William Steele Senior Economist
Tel: 902-424-6131Email:

February 21, 2018

Investment in new housing construction in Nova Scotia (current dollars, unadjusted for seasonality) decreased 9.2 per cent in December 2017 compared to December 2016 to $60.9 million. Investment in new single-detached units decreased by 19.4 per cent to $33.5 million, while investment in apartment units increased by 18.7 per cent to $22.7 million. The relatively smaller semi-detached segment was down 37.1 per cent to $3.1 million with row housing construction rising 12.1 per cent to $1.5 million.  In Canada, new housing investment increased by 10.0 per cent over the same period to $4.7 billion.  

The composition of Nova Scotia's housing construction has been changing over the last decade, beginning with a rise in apartment construction in 2009.  The pace of single dwelling construction slowed in 2013 as apartments reached a peak.  Total construction was down in both categories for 2014, followed by a rebound in apartment construction in 2015.  In 2016 and 2017, single dwelling construction has rebounded, though not to the same pace as was observed over a decade ago.  After declining in late 2016, apartment construction rose again through 2017.

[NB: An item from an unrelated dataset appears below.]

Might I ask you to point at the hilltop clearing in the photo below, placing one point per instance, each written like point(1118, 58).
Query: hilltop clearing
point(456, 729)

The trend in Nova Scotia's housing construction (measured using an index of investment in all dwellings) shows both the strong seasonal pattern as well as the difference from national levels.  While national new housing construction grew rapidly from 2013 onwards (particularly in larger urban centres), Nova Scotia's housing markets have grown more slowly as there was a shift in composition between apartment and single dwelling unit construction.

On an annual basis, Nova Scotia's total new housing construction is up 16.4 per cent, or $117.7 million, compared to 2016.  Growth is mainly attributable to a $84.6 million increase in apartment spending and a $32.7 million increase in spending on single dwelling units.  Semi-detached unit spending was up $3.8 million while row housing expenditures fell $3.4 million. 

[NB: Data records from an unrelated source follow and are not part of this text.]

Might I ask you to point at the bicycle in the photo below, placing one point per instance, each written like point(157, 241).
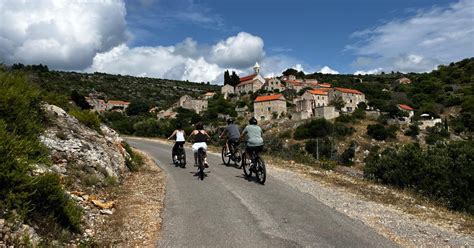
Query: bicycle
point(233, 153)
point(180, 157)
point(254, 165)
point(200, 158)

Across Canada, annual investment in new housing construction is up 8.9 per cent or $4.7 billion compared to December 2016, with the gains mostly concentrated in single dwelling units which increased by $2.7 billion.

Nova Scotia and Saskatchewan both reported declines in investment in December 2017 compared to December 2016.  The other eight provinces reported increases, led by Prince Edward Island, Manitoba, New Brunswick and Quebec. 

On an annual basis, eight provinces saw an increase in investment in 2017 compared to 2016, led by Prince Edward Island, Manitoba, Nova Scotia, and New Brunswick. Newfoundland and Labrador has reported lower annual new housing construction totals, along with Saskatchewan to a lesser extent.